Though Israeli officials insist they’re letting sufficient supplies through and that aid is being held up due to fears of diversion to militant groups, the reality on the ground paints a darker picture: children are dying while trucks wait at crossings.
The statistics are horrifying. From April to mid-July, over 20,000 children were treated for acute malnutrition. Nearly 3,250 of them were in the most severe, life-threatening condition. That number is three times higher than in the first three months of the year — a sign of catastrophic deterioration.

Already this year, 21 children under five have died of hunger, according to the World Health Organization. Gaza’s Health Ministry reports 113 deaths from starvation — most of them in the past few weeks alone.
And the death toll will rise. UNICEF, Save the Children, and the WHO are all warning that if their last therapeutic food stores run dry, they will no longer be able to treat the most vulnerable: children, pregnant women, and infants.
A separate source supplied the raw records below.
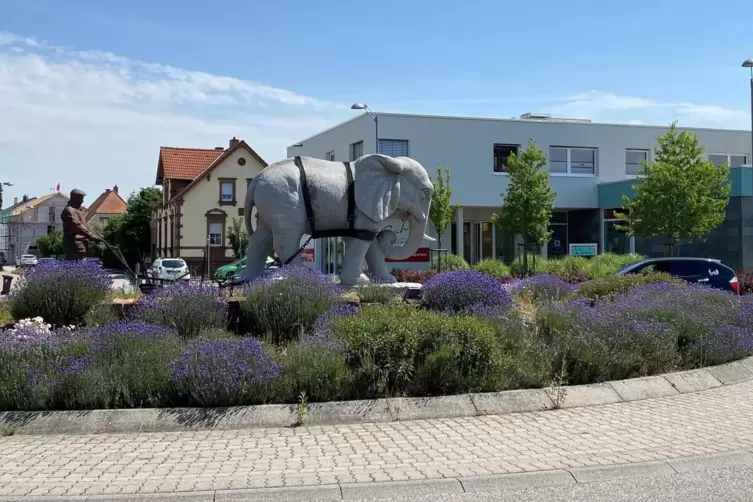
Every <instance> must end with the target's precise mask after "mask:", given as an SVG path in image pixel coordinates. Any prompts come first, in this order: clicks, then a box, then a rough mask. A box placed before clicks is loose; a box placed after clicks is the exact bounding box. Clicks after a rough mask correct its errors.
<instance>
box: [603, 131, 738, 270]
mask: <svg viewBox="0 0 753 502" xmlns="http://www.w3.org/2000/svg"><path fill="white" fill-rule="evenodd" d="M656 140H657V143H658V146H657V147H656V148H655V149H654V159H653V160H652V161H651V162H646V161H642V162H641V165H642V166H643V170H642V171H641V173H640V174H641V175H642V176H641V177H640V178H639V179H638V181H637V182H636V183H635V185H634V186H633V190H634V195H633V197H632V198H630V197H627V196H624V195H623V211H622V212H620V213H618V214H617V215H616V216H617V217H618V218H621V219H622V220H623V221H624V222H625V223H624V224H621V225H618V228H620V229H622V230H625V231H627V232H628V234H630V235H637V236H639V237H644V238H649V237H663V238H664V240H665V255H668V256H674V254H675V251H676V249H677V243H678V242H679V241H680V240H681V239H687V240H689V241H693V240H703V239H704V238H705V236H706V234H708V233H709V232H710V231H711V230H713V229H714V228H716V227H717V226H719V224H721V223H722V221H724V217H725V213H726V210H727V203H728V202H729V193H730V183H729V179H728V177H729V168H728V167H727V164H726V162H725V163H724V164H723V165H722V166H721V167H716V166H715V165H714V164H713V163H712V162H710V161H708V160H706V159H705V158H704V155H703V153H704V150H703V147H702V146H701V145H700V143H699V141H698V138H697V137H696V136H695V135H694V134H693V133H691V132H689V131H683V132H681V133H680V132H678V131H677V123H676V122H673V123H672V124H671V125H670V127H669V130H668V131H667V132H666V134H664V135H663V136H659V137H658V138H656Z"/></svg>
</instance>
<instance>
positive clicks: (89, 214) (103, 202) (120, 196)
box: [86, 185, 128, 225]
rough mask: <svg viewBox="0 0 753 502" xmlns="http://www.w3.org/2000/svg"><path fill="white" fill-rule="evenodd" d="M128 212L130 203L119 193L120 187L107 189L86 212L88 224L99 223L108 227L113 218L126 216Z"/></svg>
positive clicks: (105, 189)
mask: <svg viewBox="0 0 753 502" xmlns="http://www.w3.org/2000/svg"><path fill="white" fill-rule="evenodd" d="M127 210H128V203H127V202H126V201H125V199H123V197H121V196H120V193H118V185H115V186H114V187H112V189H110V188H106V189H105V191H104V192H102V193H101V194H100V195H99V197H97V198H96V199H95V200H94V202H92V205H91V206H89V209H87V211H86V221H87V222H88V223H90V224H91V223H98V224H100V225H106V224H107V222H108V221H109V220H110V218H112V217H113V216H118V215H122V214H125V212H126V211H127Z"/></svg>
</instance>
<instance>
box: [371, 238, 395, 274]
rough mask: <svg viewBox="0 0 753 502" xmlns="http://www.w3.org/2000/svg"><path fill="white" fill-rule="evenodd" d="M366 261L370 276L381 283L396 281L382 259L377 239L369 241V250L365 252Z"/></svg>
mask: <svg viewBox="0 0 753 502" xmlns="http://www.w3.org/2000/svg"><path fill="white" fill-rule="evenodd" d="M366 263H367V264H368V265H369V272H370V273H371V276H372V277H373V278H374V279H376V281H377V282H380V283H383V284H392V283H395V282H397V279H395V276H393V275H392V274H390V272H389V270H388V269H387V264H386V263H385V261H384V252H383V251H382V247H381V246H380V244H379V241H378V240H376V239H374V240H373V241H371V245H370V246H369V250H368V251H367V252H366Z"/></svg>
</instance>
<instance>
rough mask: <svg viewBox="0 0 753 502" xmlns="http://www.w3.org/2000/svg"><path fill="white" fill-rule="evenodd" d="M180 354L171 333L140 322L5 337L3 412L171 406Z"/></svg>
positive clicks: (157, 327) (159, 328)
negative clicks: (21, 409) (170, 368)
mask: <svg viewBox="0 0 753 502" xmlns="http://www.w3.org/2000/svg"><path fill="white" fill-rule="evenodd" d="M25 330H26V331H27V332H28V331H29V330H30V328H28V327H27V328H25ZM8 331H10V330H8ZM181 346H182V345H181V343H180V340H179V338H178V337H177V336H175V335H174V334H172V333H171V331H170V330H169V329H168V328H166V327H164V326H160V325H154V324H149V323H145V322H141V321H136V322H127V321H124V322H119V323H114V324H109V325H104V326H97V327H90V328H84V329H76V330H71V329H58V330H52V331H47V332H41V331H39V330H37V332H36V333H34V334H33V335H32V336H20V335H19V333H18V331H16V332H14V333H8V332H0V409H3V410H14V409H26V410H35V409H57V408H62V409H92V408H112V407H140V406H166V405H168V404H170V403H171V399H172V398H173V397H174V395H175V392H174V391H173V389H172V382H171V379H170V372H169V366H168V365H169V362H170V360H171V359H172V358H174V357H177V355H178V354H179V353H180V349H181Z"/></svg>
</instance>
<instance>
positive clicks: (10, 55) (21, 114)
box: [0, 32, 352, 204]
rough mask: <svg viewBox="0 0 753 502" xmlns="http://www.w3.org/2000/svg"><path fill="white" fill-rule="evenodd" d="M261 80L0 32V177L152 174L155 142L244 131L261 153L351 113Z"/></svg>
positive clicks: (207, 143) (12, 191) (330, 125)
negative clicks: (77, 48) (194, 68)
mask: <svg viewBox="0 0 753 502" xmlns="http://www.w3.org/2000/svg"><path fill="white" fill-rule="evenodd" d="M347 108H348V107H347V106H345V105H343V104H342V103H335V102H332V101H328V100H323V99H319V98H316V97H313V96H306V95H302V94H299V93H296V92H293V91H291V90H287V89H279V88H275V87H272V86H269V85H266V84H263V83H260V82H254V81H248V80H241V79H237V78H233V77H228V76H222V75H213V74H210V73H206V72H201V71H195V70H186V69H181V68H175V67H172V66H167V65H162V64H157V63H149V62H144V61H135V60H131V59H127V58H123V57H121V56H118V55H115V54H111V53H108V52H102V51H80V50H73V49H69V48H65V47H60V46H54V45H51V44H49V43H47V42H45V41H40V40H36V39H33V38H29V37H23V36H19V35H16V34H13V33H7V32H0V110H2V113H0V178H1V179H0V181H10V182H13V183H14V184H15V186H14V187H13V188H10V189H6V190H5V203H6V204H7V203H8V202H9V200H10V199H11V198H12V197H13V196H21V195H23V194H25V193H28V194H29V195H42V194H44V193H46V191H47V190H48V188H49V187H53V186H55V185H56V183H57V182H58V181H60V182H61V185H62V190H64V191H68V190H70V189H71V188H74V187H80V188H83V189H84V190H85V191H86V192H87V193H89V194H90V198H91V199H92V200H93V198H94V197H96V195H97V194H98V193H99V192H101V191H103V190H104V189H105V188H107V187H111V186H113V185H115V184H117V185H119V187H120V188H121V191H123V192H126V193H128V192H130V191H131V190H135V189H137V188H139V187H142V186H148V185H151V184H152V183H153V182H154V175H155V172H156V164H157V154H158V151H159V150H158V149H159V146H161V145H169V146H188V147H207V148H211V147H214V146H227V142H228V140H229V139H230V138H231V137H233V136H236V137H238V138H242V139H245V140H246V141H247V142H248V143H249V144H250V145H251V146H252V147H253V148H254V149H255V150H257V151H258V152H259V154H260V155H261V156H262V157H264V158H265V159H267V160H268V161H270V162H271V161H275V160H279V159H280V158H283V157H284V156H285V147H286V146H287V145H289V144H291V143H293V142H294V141H297V140H299V139H300V138H302V137H306V136H309V135H311V134H313V133H315V132H318V131H320V130H322V129H325V128H327V127H330V126H332V125H333V124H334V123H337V122H338V121H340V120H343V119H345V118H348V117H350V116H352V112H350V111H346V110H347Z"/></svg>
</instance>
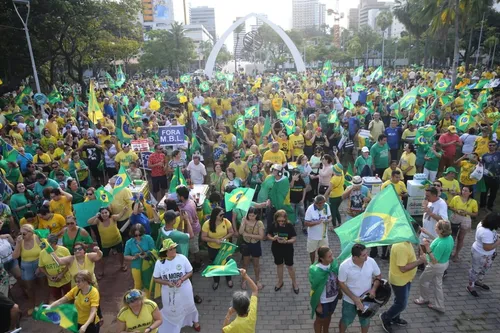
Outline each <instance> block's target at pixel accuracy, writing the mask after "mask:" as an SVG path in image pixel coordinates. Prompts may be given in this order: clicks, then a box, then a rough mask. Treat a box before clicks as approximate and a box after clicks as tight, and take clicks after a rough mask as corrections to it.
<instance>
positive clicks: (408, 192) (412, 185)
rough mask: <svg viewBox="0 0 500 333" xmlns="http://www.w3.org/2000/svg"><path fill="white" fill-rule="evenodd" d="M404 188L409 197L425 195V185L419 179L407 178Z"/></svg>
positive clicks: (422, 195) (421, 196) (420, 196)
mask: <svg viewBox="0 0 500 333" xmlns="http://www.w3.org/2000/svg"><path fill="white" fill-rule="evenodd" d="M406 188H407V189H408V195H409V196H410V197H425V187H424V185H422V184H421V183H420V181H419V180H409V181H408V183H407V184H406Z"/></svg>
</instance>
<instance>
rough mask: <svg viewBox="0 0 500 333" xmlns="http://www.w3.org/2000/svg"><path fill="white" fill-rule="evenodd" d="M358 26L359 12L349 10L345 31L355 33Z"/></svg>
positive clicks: (352, 8) (352, 9)
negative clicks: (352, 30)
mask: <svg viewBox="0 0 500 333" xmlns="http://www.w3.org/2000/svg"><path fill="white" fill-rule="evenodd" d="M358 26H359V10H358V8H350V9H349V17H348V18H347V29H350V30H353V31H357V30H358Z"/></svg>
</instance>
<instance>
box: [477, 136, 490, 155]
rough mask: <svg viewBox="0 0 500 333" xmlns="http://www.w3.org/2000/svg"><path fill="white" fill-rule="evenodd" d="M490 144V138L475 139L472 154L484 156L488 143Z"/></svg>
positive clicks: (487, 149) (486, 149) (481, 136)
mask: <svg viewBox="0 0 500 333" xmlns="http://www.w3.org/2000/svg"><path fill="white" fill-rule="evenodd" d="M489 142H490V138H483V137H482V136H480V137H478V138H476V141H475V143H474V146H475V149H474V152H475V153H476V154H478V155H479V157H482V156H483V155H484V154H486V153H487V152H488V143H489Z"/></svg>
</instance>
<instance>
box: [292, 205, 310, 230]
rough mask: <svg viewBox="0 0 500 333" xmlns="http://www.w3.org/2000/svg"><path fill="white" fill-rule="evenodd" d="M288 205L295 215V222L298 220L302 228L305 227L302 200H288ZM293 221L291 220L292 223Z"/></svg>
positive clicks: (303, 207)
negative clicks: (294, 213) (294, 201)
mask: <svg viewBox="0 0 500 333" xmlns="http://www.w3.org/2000/svg"><path fill="white" fill-rule="evenodd" d="M290 206H292V209H293V211H294V213H295V216H296V217H297V222H300V223H301V225H302V229H305V226H304V218H305V214H306V212H305V210H304V203H303V202H300V203H293V202H290ZM293 222H294V221H292V223H293Z"/></svg>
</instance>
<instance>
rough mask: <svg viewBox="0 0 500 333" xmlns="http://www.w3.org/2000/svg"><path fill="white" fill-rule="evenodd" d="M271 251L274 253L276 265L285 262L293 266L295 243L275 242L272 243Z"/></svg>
mask: <svg viewBox="0 0 500 333" xmlns="http://www.w3.org/2000/svg"><path fill="white" fill-rule="evenodd" d="M271 252H272V253H273V257H274V264H275V265H283V262H284V263H285V265H287V266H290V267H291V266H293V252H294V250H293V245H292V246H290V245H283V244H276V245H275V244H273V245H271Z"/></svg>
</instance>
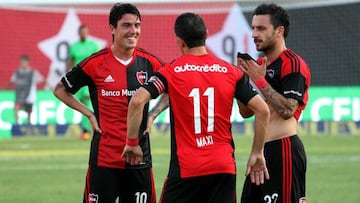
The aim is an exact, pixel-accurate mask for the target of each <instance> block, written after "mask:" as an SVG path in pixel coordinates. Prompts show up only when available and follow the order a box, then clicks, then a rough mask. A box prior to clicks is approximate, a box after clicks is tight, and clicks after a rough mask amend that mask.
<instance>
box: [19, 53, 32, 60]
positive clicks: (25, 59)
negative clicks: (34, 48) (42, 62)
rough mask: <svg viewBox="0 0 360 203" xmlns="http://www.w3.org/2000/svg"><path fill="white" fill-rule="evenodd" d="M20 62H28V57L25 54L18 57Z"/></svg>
mask: <svg viewBox="0 0 360 203" xmlns="http://www.w3.org/2000/svg"><path fill="white" fill-rule="evenodd" d="M20 60H21V61H29V60H30V57H29V55H27V54H23V55H21V56H20Z"/></svg>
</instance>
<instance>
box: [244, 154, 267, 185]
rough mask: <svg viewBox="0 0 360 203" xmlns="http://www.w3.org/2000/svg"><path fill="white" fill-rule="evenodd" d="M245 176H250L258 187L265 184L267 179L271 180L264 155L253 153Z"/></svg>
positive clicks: (251, 180)
mask: <svg viewBox="0 0 360 203" xmlns="http://www.w3.org/2000/svg"><path fill="white" fill-rule="evenodd" d="M245 175H246V176H248V175H250V180H251V182H252V183H255V184H256V185H260V184H264V182H265V179H266V180H269V179H270V176H269V172H268V170H267V168H266V162H265V158H264V156H263V155H262V154H254V153H252V154H251V155H250V157H249V160H248V163H247V169H246V173H245Z"/></svg>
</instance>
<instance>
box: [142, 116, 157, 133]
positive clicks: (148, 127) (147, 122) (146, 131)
mask: <svg viewBox="0 0 360 203" xmlns="http://www.w3.org/2000/svg"><path fill="white" fill-rule="evenodd" d="M154 120H155V118H154V117H153V116H152V114H149V116H148V120H147V124H146V129H145V131H144V133H143V134H144V135H146V134H148V135H149V134H150V130H151V127H152V125H153V124H154Z"/></svg>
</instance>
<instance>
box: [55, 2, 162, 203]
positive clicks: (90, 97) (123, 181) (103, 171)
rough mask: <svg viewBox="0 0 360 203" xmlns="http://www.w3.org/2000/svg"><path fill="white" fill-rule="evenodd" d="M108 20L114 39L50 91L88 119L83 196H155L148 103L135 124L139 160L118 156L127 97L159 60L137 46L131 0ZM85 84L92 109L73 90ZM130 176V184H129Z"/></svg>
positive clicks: (93, 201)
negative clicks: (86, 117)
mask: <svg viewBox="0 0 360 203" xmlns="http://www.w3.org/2000/svg"><path fill="white" fill-rule="evenodd" d="M109 24H110V30H111V34H112V36H113V43H112V45H111V47H109V48H105V49H102V50H100V51H98V52H96V53H94V54H92V55H91V56H90V57H88V58H86V59H85V60H83V61H82V62H80V63H79V64H78V65H77V66H76V67H74V68H73V69H72V70H71V71H70V72H68V73H67V74H66V75H65V76H64V77H63V78H62V79H61V81H60V82H59V83H58V85H57V87H56V88H55V90H54V94H55V95H56V96H57V97H58V98H59V99H60V100H61V101H63V102H64V103H65V104H67V105H68V106H70V107H71V108H73V109H75V110H77V111H79V112H81V113H82V114H83V115H85V116H86V117H87V118H88V119H89V120H90V122H91V124H92V127H93V131H94V134H93V138H92V142H91V149H90V160H89V168H88V172H87V176H86V185H85V189H84V202H86V203H90V202H102V203H103V202H105V203H114V202H115V201H116V199H117V198H119V202H141V203H145V202H151V203H155V202H156V196H155V188H154V180H153V172H152V162H151V154H150V142H149V135H148V134H146V135H143V131H144V130H145V128H146V117H147V112H148V104H146V105H145V108H144V109H143V110H142V111H141V114H142V115H143V116H144V119H143V121H142V124H141V125H139V126H138V128H137V133H138V135H139V140H140V141H139V143H140V146H141V149H142V151H143V152H144V158H143V161H142V162H141V163H139V164H137V165H130V164H127V163H126V160H125V159H124V158H122V157H121V153H122V150H123V148H124V146H125V141H126V128H127V120H126V118H127V109H128V102H129V101H130V99H131V97H132V96H133V94H134V92H135V91H136V89H138V88H139V87H140V86H141V85H143V84H144V83H145V82H147V80H148V78H149V77H150V75H151V74H152V73H153V72H154V71H156V70H158V68H160V67H161V66H162V65H163V63H162V62H161V61H160V60H159V59H158V58H157V57H155V56H154V55H152V54H150V53H148V52H146V51H145V50H143V49H140V48H137V42H138V39H139V37H140V34H141V16H140V12H139V10H138V9H137V8H136V7H135V6H134V5H132V4H120V3H117V4H115V5H114V6H113V7H112V8H111V11H110V16H109ZM83 86H88V87H89V91H90V98H91V102H92V105H93V107H94V112H92V111H91V110H90V109H88V108H87V107H86V106H84V105H83V104H82V103H80V102H79V101H78V100H76V99H75V98H74V96H73V95H72V94H74V93H76V92H77V91H78V90H79V89H80V88H81V87H83ZM129 182H131V184H128V183H129Z"/></svg>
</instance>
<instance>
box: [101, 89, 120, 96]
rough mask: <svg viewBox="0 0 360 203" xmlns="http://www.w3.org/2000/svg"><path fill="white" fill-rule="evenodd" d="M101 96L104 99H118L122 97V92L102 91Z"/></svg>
mask: <svg viewBox="0 0 360 203" xmlns="http://www.w3.org/2000/svg"><path fill="white" fill-rule="evenodd" d="M101 96H103V97H118V96H120V91H119V90H104V89H101Z"/></svg>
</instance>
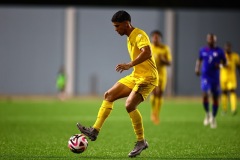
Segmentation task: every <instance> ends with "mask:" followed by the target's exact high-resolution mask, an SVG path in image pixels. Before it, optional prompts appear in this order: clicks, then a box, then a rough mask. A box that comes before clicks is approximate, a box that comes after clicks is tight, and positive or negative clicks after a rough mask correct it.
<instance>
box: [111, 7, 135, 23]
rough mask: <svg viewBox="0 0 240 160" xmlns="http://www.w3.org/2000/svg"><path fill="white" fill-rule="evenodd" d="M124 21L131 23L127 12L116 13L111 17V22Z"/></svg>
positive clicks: (120, 12)
mask: <svg viewBox="0 0 240 160" xmlns="http://www.w3.org/2000/svg"><path fill="white" fill-rule="evenodd" d="M124 21H129V22H131V16H130V14H129V13H128V12H126V11H124V10H120V11H117V12H116V13H115V14H114V15H113V16H112V22H120V23H121V22H124Z"/></svg>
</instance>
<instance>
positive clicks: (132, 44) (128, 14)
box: [77, 10, 158, 157]
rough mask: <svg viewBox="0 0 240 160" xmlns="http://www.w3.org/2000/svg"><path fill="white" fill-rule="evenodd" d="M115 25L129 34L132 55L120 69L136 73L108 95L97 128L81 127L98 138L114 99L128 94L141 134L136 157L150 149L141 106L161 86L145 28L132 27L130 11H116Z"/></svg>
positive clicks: (108, 94) (127, 95)
mask: <svg viewBox="0 0 240 160" xmlns="http://www.w3.org/2000/svg"><path fill="white" fill-rule="evenodd" d="M112 24H113V26H114V27H115V31H116V32H118V34H120V35H121V36H123V35H126V36H127V37H128V38H127V47H128V51H129V55H130V58H131V62H129V63H122V64H118V65H117V66H116V71H117V72H120V73H121V72H123V71H124V70H128V69H130V68H132V67H133V72H132V73H131V74H130V75H127V76H126V77H123V78H121V79H120V80H119V81H118V82H116V83H115V84H114V85H113V86H112V88H110V89H109V90H108V91H107V92H106V93H105V94H104V100H103V102H102V105H101V107H100V108H99V112H98V116H97V119H96V121H95V123H94V125H93V127H90V128H87V127H84V126H82V125H81V124H79V123H78V124H77V126H78V128H79V130H80V131H81V132H82V133H83V134H85V135H86V136H88V138H90V139H91V140H92V141H95V140H96V139H97V136H98V133H99V131H100V130H101V128H102V126H103V123H104V121H105V120H106V118H107V117H108V116H109V114H110V112H111V111H112V109H113V103H114V101H116V100H117V99H120V98H124V97H127V100H126V103H125V107H126V110H127V112H128V114H129V117H130V119H131V122H132V126H133V129H134V132H135V134H136V137H137V142H136V144H135V147H134V149H133V150H132V151H131V152H130V153H129V154H128V156H129V157H135V156H137V155H139V154H140V153H141V152H142V150H144V149H146V148H148V143H147V141H146V140H145V137H144V127H143V120H142V116H141V113H140V112H139V110H138V109H137V107H138V105H139V104H140V103H141V102H142V101H144V100H145V99H146V98H147V96H148V95H149V94H150V93H151V92H152V90H153V89H154V88H155V87H156V86H157V85H158V84H157V83H158V73H157V67H156V64H155V61H154V58H153V57H152V53H151V46H150V45H151V44H150V40H149V37H148V35H147V34H146V33H145V32H144V31H143V30H141V29H139V28H135V27H133V26H132V24H131V16H130V15H129V14H128V13H127V12H126V11H123V10H120V11H118V12H116V13H115V14H114V15H113V17H112Z"/></svg>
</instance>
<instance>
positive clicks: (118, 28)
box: [113, 22, 127, 36]
mask: <svg viewBox="0 0 240 160" xmlns="http://www.w3.org/2000/svg"><path fill="white" fill-rule="evenodd" d="M113 26H114V27H115V31H117V32H118V34H120V35H121V36H123V35H125V34H126V28H127V24H126V23H125V22H121V23H120V22H113Z"/></svg>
Save the Children has been unable to bring in its own therapeutic food since February, relying entirely on UN stocks. Now, even those supplies are on the brink. The organisation warns that when UNICEF’s warehouses go empty, every clinic depending on those supplies will face shutdown.
The WHO has also sounded alarms over its nutrition programs for pregnant women and young children, many of which may be suspended within days due to lack of supplements.
This is not a natural disaster. This is a crisis created and sustained by blockades, politics, and inaction.
Without immediate and unrestricted access to Gaza for humanitarian agencies, without a surge of therapeutic food and medical aid, the world will witness the preventable deaths of thousands of children.
The international community is now being forced to answer a grim question: how many starving children will it take before aid is allowed to move freely?